The UCL Practitioner
Wednesday, July 13, 2005
"Supreme Court Gets Into Split Over Class-Action Arbitrations"
Yesterday's Daily Journal had an article on Discover Bank v. Superior Court, ___ Cal.4th ___ (Jun. 27, 2005) (see my prior post on the case). The article mentions some of the opinions from other courts on class action waiver unconscionability, summarizes the Discover Bank opinion, then criticizes it roundly. The article concludes by saying that "[i]n the end, regardless of whether the California Supreme Court reached the correct result, the debate is sure to rage on until the U.S. Supreme Court issues its pronouncement on the matter."

I cannot agree. The U.S. Supreme Court may someday decide Federal Arbitration Act preemption, but unless its pronouncement is that all state laws relating in any way to arbitration are preempted, Discover Bank resolves any debate concerning the enforceability of class action waivers in consumer contracts of adhesion in California. This is particularly true since, as the Supreme Court observed, many class action waivers simply "waive the right to class action litigation" and have nothing to do with arbitration. (Slip op. at 2.) To the extent Discover Bank resolved the unconscionability of that kind of waiver, the issue is purely a matter of state law and will be unaffected by any U.S. Supreme Court holding.

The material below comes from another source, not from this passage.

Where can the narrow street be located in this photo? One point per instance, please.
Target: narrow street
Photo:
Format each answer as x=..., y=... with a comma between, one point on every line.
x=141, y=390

Here's another interesting development. As I previously reported, the Court of Appeal went the other way on the unconscionability issue in Parrish v. Cingular Wireless, ___ Cal.App.4th ___ (May 18, 2005). A petition for rehearing was denied on June 17, ten days before Discover Bank was issued on June 27 (Court of Appeal docket). A petition for review was filed on June 27, the very date of the Discover Bank opinion (Supreme Court docket). [Hat tip: California Wage Law]

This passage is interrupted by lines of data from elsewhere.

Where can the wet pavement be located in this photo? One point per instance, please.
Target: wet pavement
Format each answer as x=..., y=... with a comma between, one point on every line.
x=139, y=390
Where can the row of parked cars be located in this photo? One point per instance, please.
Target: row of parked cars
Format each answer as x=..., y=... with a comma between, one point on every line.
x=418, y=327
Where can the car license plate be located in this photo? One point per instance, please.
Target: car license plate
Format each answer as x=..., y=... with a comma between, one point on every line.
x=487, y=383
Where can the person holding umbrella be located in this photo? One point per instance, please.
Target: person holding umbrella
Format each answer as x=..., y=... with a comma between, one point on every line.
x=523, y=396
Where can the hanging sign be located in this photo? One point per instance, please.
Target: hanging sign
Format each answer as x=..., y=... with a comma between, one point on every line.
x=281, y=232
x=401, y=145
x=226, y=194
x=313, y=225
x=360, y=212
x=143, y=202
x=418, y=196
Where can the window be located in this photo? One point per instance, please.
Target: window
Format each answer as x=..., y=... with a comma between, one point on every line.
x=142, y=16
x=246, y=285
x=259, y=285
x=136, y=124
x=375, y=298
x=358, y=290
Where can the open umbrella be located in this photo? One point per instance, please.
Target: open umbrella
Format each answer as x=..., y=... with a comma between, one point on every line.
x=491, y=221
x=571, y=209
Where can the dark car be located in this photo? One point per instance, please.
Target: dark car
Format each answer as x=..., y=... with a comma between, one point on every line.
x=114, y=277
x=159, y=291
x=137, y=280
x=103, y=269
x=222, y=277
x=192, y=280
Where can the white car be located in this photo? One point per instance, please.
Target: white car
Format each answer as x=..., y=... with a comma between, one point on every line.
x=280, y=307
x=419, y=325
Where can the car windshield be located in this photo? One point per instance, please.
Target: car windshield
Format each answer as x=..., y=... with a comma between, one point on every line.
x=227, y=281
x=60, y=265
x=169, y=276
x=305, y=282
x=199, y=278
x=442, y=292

Couldn't one argue that the Parrish facts are distinguishable from Discover Bank such that the two cases can be harmonized? I read Discover Bank as only barring arbitration agreements that preclude class actions where the end impact is that any incentive to pursue a consumer class action is removed. Didn't Parrish go out of its way to say that was NOT the case under its peculiar facts?
It could be that the two cases are factually distinguishable; I'd have to re-read them. I thought it was interesting that the Discover Bank opinion didn't mention Parrish at all.